Recent case law has provided a considered overview of offsetting pensions in financial remedy orders. This is an area of family law where there is little guidance and a diversity of views.
Offsetting pensions in financial remedy orders
Case law
The recent case in question involved a husband with a defined contribution pension held in a self-invested personal pension, as well as a small money purchase pension plan.
He had already taken the 25% tax free element, leaving funds worth approximately £970,000. In light of the recent pension reforms, he was able to take the remainder of his pension funds as cash, subject to tax.
By contrast, the wife had a pension from her employment which was a defined benefits scheme based on her final salary. She had also taken the 25% tax free lump sum and the remainder of the pension was in payment providing her with a gross annual income of £92,000.
Cash equivalent values of the pensions were obtained. A pension sharing order was not an option in this case, as such an order would take the husband well over the lifetime allowances with severe taxation consequences. The agreed approach was an offsetting lump sum. The issue in dispute was the level of that lump sum.
As the wife’s pension was a defined benefits scheme, regardless of the cash equivalent value, the pension could never be equivalent to or converted to cash in her hands. In this case it was considered that comparing the pensions of the husband and wife was like comparing apples and pears. The wife could only take income which ceases upon her death. By contrast the husband could withdraw his funds in full whenever he chose, subject to the payment of tax.
No expert’s report was available to the court to assist in carrying out the appropriate calculations. Four fundamental points were considered:
- In this case the court was not concerned with needs as each parties’ needs were met before pension provision was taken into account.

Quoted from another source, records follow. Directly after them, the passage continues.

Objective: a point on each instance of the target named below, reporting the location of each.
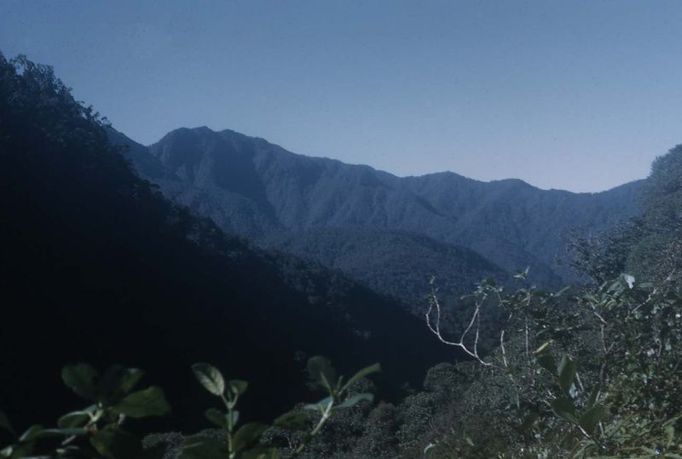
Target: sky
(577, 95)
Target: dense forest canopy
(98, 266)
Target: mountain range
(391, 233)
(97, 266)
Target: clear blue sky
(579, 95)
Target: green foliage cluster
(97, 430)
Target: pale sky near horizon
(579, 95)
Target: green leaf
(355, 399)
(217, 417)
(210, 377)
(592, 417)
(201, 446)
(114, 443)
(5, 424)
(321, 372)
(31, 433)
(293, 420)
(547, 362)
(81, 379)
(321, 405)
(260, 452)
(564, 408)
(144, 403)
(567, 370)
(543, 347)
(593, 396)
(74, 419)
(118, 381)
(247, 435)
(63, 432)
(361, 374)
(237, 386)
(232, 419)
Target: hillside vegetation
(259, 190)
(100, 268)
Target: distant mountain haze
(97, 266)
(314, 207)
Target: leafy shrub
(96, 431)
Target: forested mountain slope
(253, 188)
(398, 264)
(97, 266)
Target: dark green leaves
(361, 374)
(322, 373)
(355, 399)
(590, 418)
(210, 377)
(237, 386)
(113, 443)
(74, 419)
(144, 403)
(293, 420)
(81, 379)
(247, 435)
(567, 370)
(4, 422)
(564, 408)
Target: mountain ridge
(254, 188)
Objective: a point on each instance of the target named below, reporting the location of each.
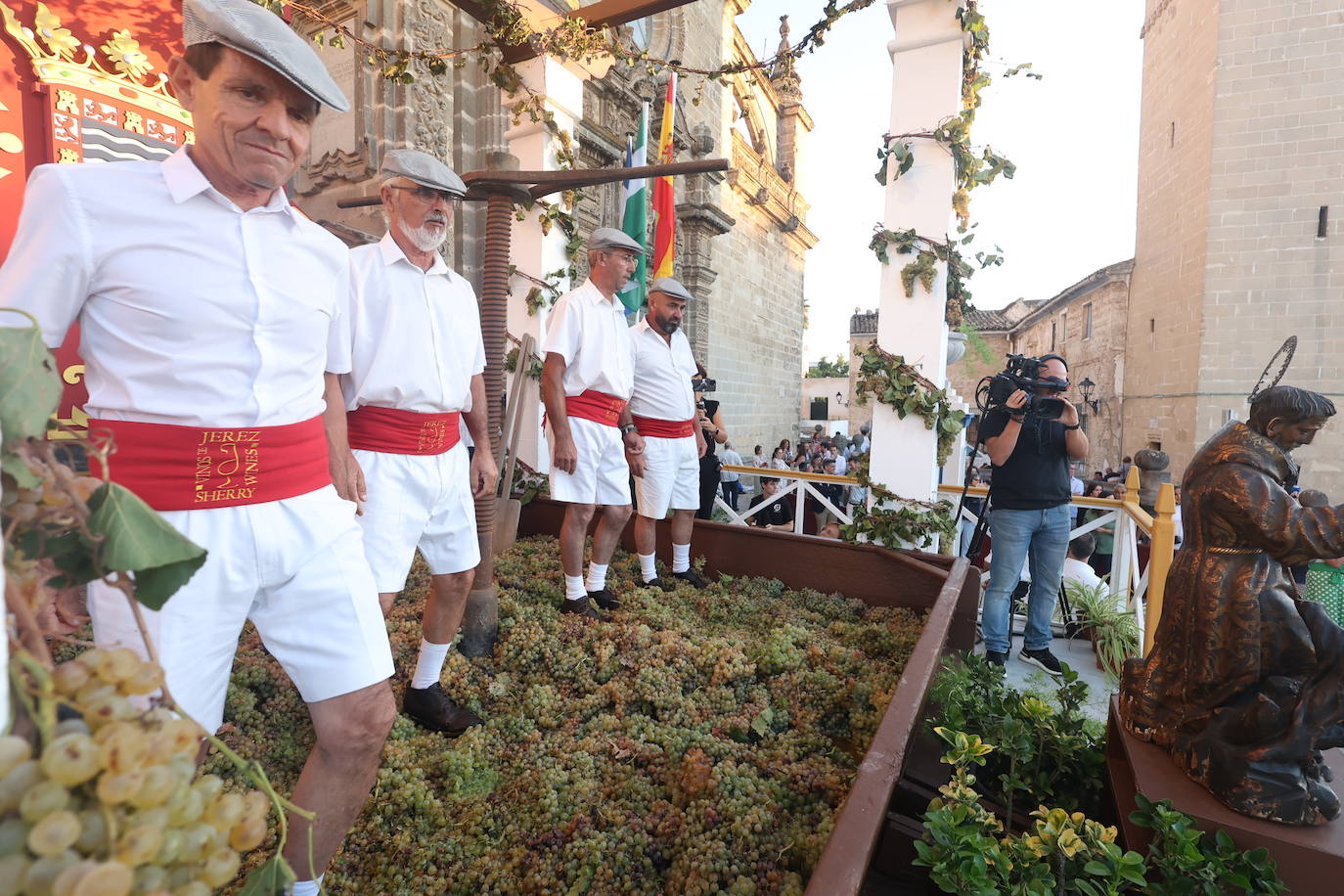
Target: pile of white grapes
(111, 803)
(694, 741)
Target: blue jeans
(1043, 536)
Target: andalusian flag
(664, 204)
(635, 214)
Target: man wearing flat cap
(214, 327)
(416, 373)
(586, 383)
(663, 410)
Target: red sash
(664, 428)
(599, 407)
(392, 431)
(191, 468)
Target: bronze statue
(1243, 681)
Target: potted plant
(1111, 629)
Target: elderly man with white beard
(416, 370)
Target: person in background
(663, 409)
(841, 464)
(730, 481)
(586, 384)
(1075, 486)
(1077, 572)
(711, 427)
(775, 512)
(416, 379)
(1030, 516)
(974, 506)
(1105, 535)
(1178, 521)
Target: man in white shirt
(663, 410)
(416, 377)
(841, 464)
(586, 383)
(1077, 571)
(1075, 488)
(214, 327)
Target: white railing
(791, 482)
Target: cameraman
(1028, 516)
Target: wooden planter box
(872, 844)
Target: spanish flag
(664, 204)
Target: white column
(924, 90)
(531, 251)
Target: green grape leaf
(29, 388)
(136, 539)
(272, 878)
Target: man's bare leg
(446, 605)
(338, 773)
(573, 535)
(609, 531)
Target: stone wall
(1276, 160)
(1165, 295)
(1239, 152)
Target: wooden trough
(870, 846)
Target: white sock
(648, 565)
(597, 576)
(680, 557)
(428, 665)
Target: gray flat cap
(611, 238)
(424, 169)
(262, 35)
(672, 288)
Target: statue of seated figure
(1243, 680)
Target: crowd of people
(816, 453)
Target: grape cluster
(699, 741)
(113, 805)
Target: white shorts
(419, 501)
(601, 475)
(671, 477)
(295, 568)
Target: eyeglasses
(427, 194)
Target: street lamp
(1086, 388)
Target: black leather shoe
(605, 600)
(431, 708)
(693, 576)
(581, 607)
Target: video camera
(1023, 374)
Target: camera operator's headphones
(1053, 381)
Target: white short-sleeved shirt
(416, 334)
(590, 334)
(663, 375)
(193, 312)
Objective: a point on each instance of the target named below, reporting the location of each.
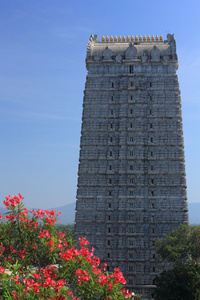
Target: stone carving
(118, 58)
(97, 58)
(131, 52)
(155, 54)
(94, 38)
(131, 184)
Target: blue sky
(42, 77)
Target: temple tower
(131, 179)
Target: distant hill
(68, 213)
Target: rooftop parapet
(131, 48)
(132, 39)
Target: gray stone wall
(131, 180)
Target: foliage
(180, 283)
(67, 229)
(182, 248)
(181, 244)
(37, 262)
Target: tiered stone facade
(131, 180)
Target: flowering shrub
(36, 262)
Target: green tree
(182, 248)
(181, 244)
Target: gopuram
(131, 178)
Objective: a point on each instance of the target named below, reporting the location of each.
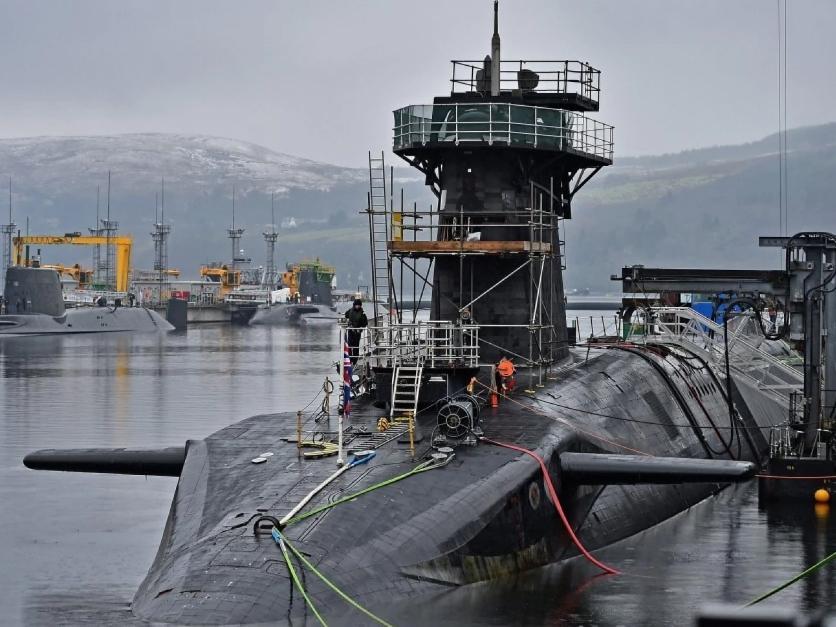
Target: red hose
(547, 480)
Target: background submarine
(624, 434)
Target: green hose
(333, 587)
(787, 584)
(277, 536)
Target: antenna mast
(160, 237)
(270, 277)
(7, 232)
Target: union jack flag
(346, 379)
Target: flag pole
(340, 459)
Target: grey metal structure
(270, 277)
(160, 235)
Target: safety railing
(546, 77)
(436, 343)
(503, 124)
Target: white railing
(436, 343)
(502, 123)
(692, 330)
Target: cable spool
(458, 417)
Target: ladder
(406, 386)
(379, 236)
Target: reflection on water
(74, 547)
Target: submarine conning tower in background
(504, 154)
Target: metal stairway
(406, 386)
(379, 236)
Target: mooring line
(798, 577)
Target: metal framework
(160, 237)
(497, 123)
(565, 77)
(121, 245)
(379, 204)
(402, 239)
(270, 277)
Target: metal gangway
(430, 343)
(379, 236)
(687, 328)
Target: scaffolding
(160, 236)
(7, 233)
(407, 242)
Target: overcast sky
(319, 79)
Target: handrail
(436, 343)
(549, 77)
(502, 123)
(690, 327)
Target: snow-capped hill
(140, 160)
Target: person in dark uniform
(357, 321)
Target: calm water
(74, 544)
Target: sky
(320, 79)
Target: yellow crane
(121, 243)
(83, 276)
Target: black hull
(484, 515)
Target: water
(74, 544)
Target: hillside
(702, 207)
(55, 180)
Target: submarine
(35, 306)
(436, 472)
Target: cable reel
(459, 417)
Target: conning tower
(504, 154)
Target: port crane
(121, 243)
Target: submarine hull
(86, 320)
(483, 515)
(295, 315)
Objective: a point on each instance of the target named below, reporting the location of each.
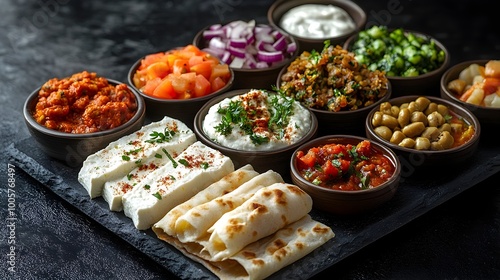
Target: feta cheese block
(184, 176)
(123, 155)
(114, 190)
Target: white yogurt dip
(317, 21)
(272, 121)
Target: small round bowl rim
(199, 118)
(199, 36)
(136, 65)
(30, 100)
(353, 5)
(432, 73)
(387, 151)
(447, 78)
(462, 111)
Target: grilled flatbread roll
(225, 185)
(268, 210)
(195, 223)
(266, 256)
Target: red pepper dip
(84, 103)
(345, 167)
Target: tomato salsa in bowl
(177, 82)
(75, 116)
(346, 174)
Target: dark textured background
(47, 38)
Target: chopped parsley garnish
(157, 195)
(280, 113)
(280, 109)
(204, 165)
(174, 163)
(161, 137)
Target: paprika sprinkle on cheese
(84, 103)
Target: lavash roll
(268, 255)
(195, 223)
(268, 210)
(225, 185)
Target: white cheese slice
(123, 155)
(114, 190)
(187, 174)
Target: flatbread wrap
(194, 224)
(223, 186)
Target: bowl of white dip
(312, 22)
(257, 127)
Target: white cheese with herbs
(114, 190)
(180, 179)
(257, 121)
(123, 155)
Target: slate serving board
(418, 193)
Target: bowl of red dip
(75, 116)
(346, 174)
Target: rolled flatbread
(268, 210)
(268, 255)
(225, 185)
(194, 224)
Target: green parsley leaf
(157, 195)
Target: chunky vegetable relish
(345, 167)
(332, 80)
(84, 103)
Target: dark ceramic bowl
(280, 7)
(183, 110)
(73, 148)
(425, 84)
(343, 202)
(489, 117)
(343, 122)
(262, 78)
(262, 161)
(426, 159)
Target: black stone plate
(418, 193)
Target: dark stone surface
(454, 234)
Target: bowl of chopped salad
(339, 90)
(413, 61)
(255, 52)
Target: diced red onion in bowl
(247, 44)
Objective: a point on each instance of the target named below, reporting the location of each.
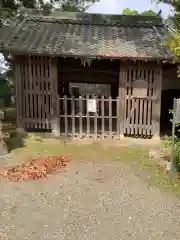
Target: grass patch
(135, 158)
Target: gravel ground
(90, 200)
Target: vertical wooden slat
(19, 95)
(122, 96)
(65, 115)
(145, 116)
(53, 91)
(118, 117)
(149, 102)
(31, 107)
(88, 120)
(137, 117)
(35, 92)
(149, 111)
(44, 92)
(110, 116)
(25, 83)
(157, 102)
(80, 116)
(27, 95)
(38, 79)
(132, 116)
(73, 116)
(140, 116)
(102, 117)
(95, 120)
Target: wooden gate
(142, 96)
(36, 83)
(101, 122)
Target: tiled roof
(90, 36)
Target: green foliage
(128, 11)
(149, 13)
(172, 41)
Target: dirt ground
(101, 195)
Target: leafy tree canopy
(173, 40)
(128, 11)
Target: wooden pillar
(122, 96)
(19, 94)
(54, 96)
(156, 111)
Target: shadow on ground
(15, 140)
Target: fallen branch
(36, 168)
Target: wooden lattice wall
(36, 79)
(140, 94)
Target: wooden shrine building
(87, 75)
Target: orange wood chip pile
(36, 168)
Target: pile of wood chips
(36, 168)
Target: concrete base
(56, 132)
(121, 136)
(156, 138)
(20, 130)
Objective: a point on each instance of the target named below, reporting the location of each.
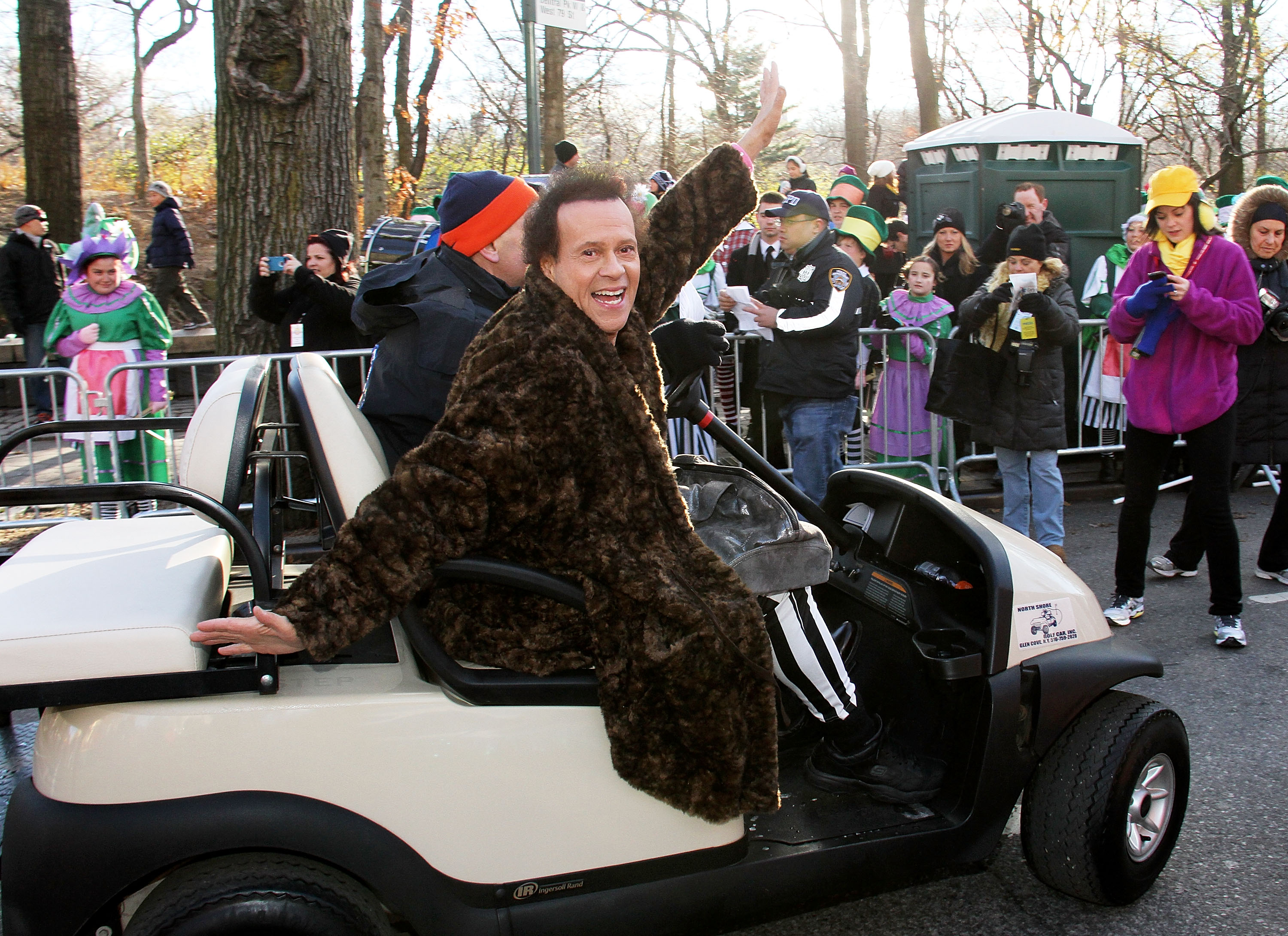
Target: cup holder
(948, 653)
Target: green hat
(849, 187)
(866, 226)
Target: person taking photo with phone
(312, 312)
(1187, 302)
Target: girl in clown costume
(105, 320)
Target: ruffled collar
(82, 298)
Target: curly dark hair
(581, 185)
(1152, 222)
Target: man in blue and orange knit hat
(425, 311)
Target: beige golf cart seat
(138, 586)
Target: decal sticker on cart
(1045, 624)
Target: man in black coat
(750, 266)
(812, 362)
(424, 311)
(1032, 197)
(169, 254)
(30, 285)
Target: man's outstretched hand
(266, 633)
(766, 125)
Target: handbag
(964, 382)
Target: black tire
(259, 894)
(1073, 823)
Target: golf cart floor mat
(811, 815)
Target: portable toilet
(1090, 169)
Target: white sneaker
(1228, 631)
(1124, 608)
(1282, 576)
(1166, 568)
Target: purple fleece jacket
(1193, 375)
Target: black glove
(1033, 303)
(688, 347)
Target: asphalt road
(1229, 872)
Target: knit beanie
(664, 179)
(951, 218)
(1028, 241)
(849, 187)
(338, 241)
(481, 206)
(565, 150)
(1269, 212)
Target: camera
(1276, 316)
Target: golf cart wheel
(1106, 805)
(259, 894)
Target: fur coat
(1028, 418)
(552, 454)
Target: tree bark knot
(270, 55)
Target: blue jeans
(1032, 488)
(34, 351)
(814, 430)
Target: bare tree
(369, 118)
(923, 67)
(136, 11)
(51, 119)
(284, 127)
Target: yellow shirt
(1176, 257)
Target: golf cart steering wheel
(683, 396)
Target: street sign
(567, 15)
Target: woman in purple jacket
(1187, 325)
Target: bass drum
(393, 239)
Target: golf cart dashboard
(907, 564)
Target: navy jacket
(172, 245)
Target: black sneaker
(883, 769)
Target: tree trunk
(553, 128)
(923, 67)
(427, 85)
(1230, 105)
(51, 123)
(370, 112)
(402, 85)
(142, 155)
(284, 136)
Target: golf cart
(397, 790)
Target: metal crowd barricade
(738, 416)
(47, 456)
(43, 460)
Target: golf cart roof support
(262, 676)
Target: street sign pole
(530, 64)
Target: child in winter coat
(1027, 427)
(901, 427)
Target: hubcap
(1151, 808)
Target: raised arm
(702, 208)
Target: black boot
(878, 766)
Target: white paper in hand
(742, 312)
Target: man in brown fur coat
(552, 454)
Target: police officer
(813, 304)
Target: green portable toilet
(1090, 170)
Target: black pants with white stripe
(807, 658)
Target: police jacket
(30, 280)
(816, 340)
(423, 312)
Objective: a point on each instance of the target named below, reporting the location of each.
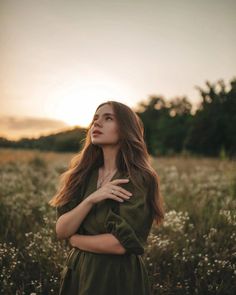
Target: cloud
(17, 127)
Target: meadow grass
(192, 252)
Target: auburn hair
(132, 157)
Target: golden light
(76, 104)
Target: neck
(109, 156)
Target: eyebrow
(105, 114)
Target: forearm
(102, 243)
(68, 223)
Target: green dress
(89, 273)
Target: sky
(60, 59)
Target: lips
(97, 132)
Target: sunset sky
(60, 59)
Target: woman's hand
(111, 190)
(72, 239)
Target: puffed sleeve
(130, 221)
(67, 207)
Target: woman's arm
(68, 223)
(102, 243)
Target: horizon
(60, 59)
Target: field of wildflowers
(193, 252)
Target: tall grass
(193, 252)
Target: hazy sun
(76, 104)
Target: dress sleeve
(67, 207)
(130, 221)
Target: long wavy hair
(132, 157)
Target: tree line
(170, 127)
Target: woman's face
(104, 129)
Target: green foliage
(193, 252)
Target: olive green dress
(88, 273)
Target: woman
(106, 206)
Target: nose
(97, 123)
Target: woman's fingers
(119, 191)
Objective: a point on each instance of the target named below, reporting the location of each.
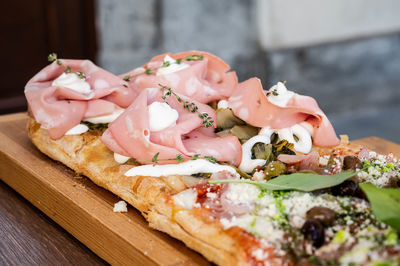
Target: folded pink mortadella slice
(250, 103)
(204, 80)
(59, 109)
(130, 133)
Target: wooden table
(29, 237)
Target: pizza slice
(239, 174)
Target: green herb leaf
(194, 57)
(385, 204)
(298, 181)
(179, 158)
(211, 159)
(52, 57)
(155, 158)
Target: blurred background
(346, 54)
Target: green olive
(244, 133)
(224, 133)
(275, 168)
(226, 119)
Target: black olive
(360, 194)
(325, 215)
(314, 231)
(347, 188)
(351, 162)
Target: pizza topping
(250, 103)
(205, 78)
(186, 198)
(279, 94)
(190, 167)
(73, 82)
(223, 104)
(314, 231)
(121, 159)
(77, 130)
(161, 116)
(60, 104)
(170, 66)
(351, 162)
(325, 215)
(105, 119)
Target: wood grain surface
(82, 209)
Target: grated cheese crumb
(120, 206)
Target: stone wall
(354, 76)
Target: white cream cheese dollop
(73, 82)
(161, 116)
(77, 130)
(279, 94)
(223, 104)
(121, 159)
(186, 198)
(190, 167)
(171, 68)
(104, 119)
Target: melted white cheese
(77, 130)
(186, 198)
(171, 68)
(279, 94)
(121, 159)
(302, 131)
(161, 116)
(120, 206)
(223, 104)
(73, 82)
(104, 119)
(187, 168)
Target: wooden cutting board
(86, 210)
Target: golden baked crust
(87, 155)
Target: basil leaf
(385, 204)
(298, 181)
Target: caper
(347, 188)
(243, 133)
(226, 119)
(262, 151)
(351, 162)
(314, 231)
(325, 215)
(275, 168)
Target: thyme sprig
(128, 77)
(179, 158)
(53, 57)
(192, 57)
(190, 106)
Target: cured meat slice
(250, 103)
(58, 108)
(203, 80)
(131, 132)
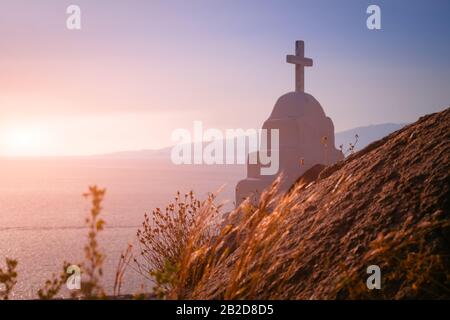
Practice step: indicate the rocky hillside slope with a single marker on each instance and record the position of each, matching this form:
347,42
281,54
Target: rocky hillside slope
387,205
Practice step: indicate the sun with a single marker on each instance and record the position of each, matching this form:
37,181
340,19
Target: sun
20,141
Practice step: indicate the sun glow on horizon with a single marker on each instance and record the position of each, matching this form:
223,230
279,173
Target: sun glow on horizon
21,141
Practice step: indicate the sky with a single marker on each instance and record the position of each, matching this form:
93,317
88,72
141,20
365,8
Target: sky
138,70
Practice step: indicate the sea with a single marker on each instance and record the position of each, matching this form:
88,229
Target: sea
42,210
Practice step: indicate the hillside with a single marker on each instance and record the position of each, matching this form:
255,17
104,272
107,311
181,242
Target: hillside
385,205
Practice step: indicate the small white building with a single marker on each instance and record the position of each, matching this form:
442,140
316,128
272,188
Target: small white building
306,136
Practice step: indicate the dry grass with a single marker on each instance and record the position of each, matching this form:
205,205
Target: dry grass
168,235
411,265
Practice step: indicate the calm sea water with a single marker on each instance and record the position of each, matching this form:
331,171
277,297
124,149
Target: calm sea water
42,210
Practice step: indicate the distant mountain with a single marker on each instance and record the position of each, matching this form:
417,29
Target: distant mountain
366,135
383,207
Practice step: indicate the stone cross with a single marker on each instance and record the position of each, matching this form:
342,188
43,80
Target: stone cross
300,63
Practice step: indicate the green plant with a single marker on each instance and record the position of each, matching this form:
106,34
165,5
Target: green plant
8,278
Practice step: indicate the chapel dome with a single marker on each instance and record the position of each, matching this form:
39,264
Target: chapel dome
295,105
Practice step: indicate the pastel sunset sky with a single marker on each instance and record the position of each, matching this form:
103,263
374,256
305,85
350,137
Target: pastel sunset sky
140,69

- The case did not involve comparing like with like. One party was being required to pay a large sum of money to reflect the other party’s loss in not receiving a future share of a pension in payment.
- Any methodology was based upon factors and assumptions which almost certainly would not in fact arise as may be predicted.
- This case required capitalisation of future income requirements.
This case has offered a little clarity in an area where there has previously been little guidance. However there still remains a diversity of views and each case is specific upon its own facts.